Il revient sur les raisons qui ont poussé des jeunes musulmans à trahir la cause de leur peuple, la misère, l’horreur de la violence du FNL, la torture qui fait accepter n’importe quoi, l’idéologie aussi. Le film commence en 1959, époque ou de Gaulle révèle petit à petit ses intentions d’aller vers l’autodétermination, donc la fin de l’Algérie française, et va jusqu’à l’été 1962, au moment de l’exode des pieds noirs vers la métropole et du drame terrible des supplétifs abandonnés par l’armée à une mort certaine.
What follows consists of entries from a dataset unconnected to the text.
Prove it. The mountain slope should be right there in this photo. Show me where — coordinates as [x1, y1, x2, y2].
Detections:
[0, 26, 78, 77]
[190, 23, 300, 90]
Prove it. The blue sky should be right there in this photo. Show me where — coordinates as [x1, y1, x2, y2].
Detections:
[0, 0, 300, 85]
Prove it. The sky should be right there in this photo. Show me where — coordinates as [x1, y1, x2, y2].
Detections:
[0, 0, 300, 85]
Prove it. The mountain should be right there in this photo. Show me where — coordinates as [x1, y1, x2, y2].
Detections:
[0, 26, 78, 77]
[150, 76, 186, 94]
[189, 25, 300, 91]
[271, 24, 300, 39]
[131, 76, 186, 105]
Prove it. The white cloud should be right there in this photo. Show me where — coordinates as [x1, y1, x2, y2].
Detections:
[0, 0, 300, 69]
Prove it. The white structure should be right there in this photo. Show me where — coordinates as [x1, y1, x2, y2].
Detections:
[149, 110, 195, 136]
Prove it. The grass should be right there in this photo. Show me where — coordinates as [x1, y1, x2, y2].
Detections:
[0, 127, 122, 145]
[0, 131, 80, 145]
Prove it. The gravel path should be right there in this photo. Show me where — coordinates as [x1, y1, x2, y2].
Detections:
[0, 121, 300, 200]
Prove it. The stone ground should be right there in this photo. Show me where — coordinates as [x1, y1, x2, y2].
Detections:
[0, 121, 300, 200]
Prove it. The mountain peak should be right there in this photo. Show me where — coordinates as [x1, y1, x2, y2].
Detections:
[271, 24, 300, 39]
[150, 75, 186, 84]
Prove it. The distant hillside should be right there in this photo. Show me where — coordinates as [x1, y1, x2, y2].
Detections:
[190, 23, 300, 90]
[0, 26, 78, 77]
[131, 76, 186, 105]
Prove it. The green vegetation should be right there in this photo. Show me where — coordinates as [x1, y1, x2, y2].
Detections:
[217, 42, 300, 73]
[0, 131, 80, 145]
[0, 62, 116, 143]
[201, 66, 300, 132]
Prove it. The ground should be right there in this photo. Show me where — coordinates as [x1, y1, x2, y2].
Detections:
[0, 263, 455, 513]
Certains officiers, comme celui joué par Théo Cholbi dans le film, décident courageusement de désobéir et de tenter de sauver certains de leurs hommes.
Le film met en parallèle aussi, et Philippe Faucon le précise dans l’interview, les cérémonies de remises de fusils aux nouveaux recrutés musulmans, avec officiels, discours et gratitude de la France en 1959, et leur désarmement deux ans plus tard, en cachette, la nuit, pendant qu’ils dorment. Terribles images d’une mère patrie abjecte et qui le sait !
Et entre ces deux moments, Philippe Faucon suit ces hommes devenus totalement schizophrènes, traitres souvent par la force des situations, utilisés par l’armée pour contrôler la population. Tournées au Maroc, les images donnent à voir, au-delà de l’Histoire, la réalité magnifique des pays d’Afrique du Nord.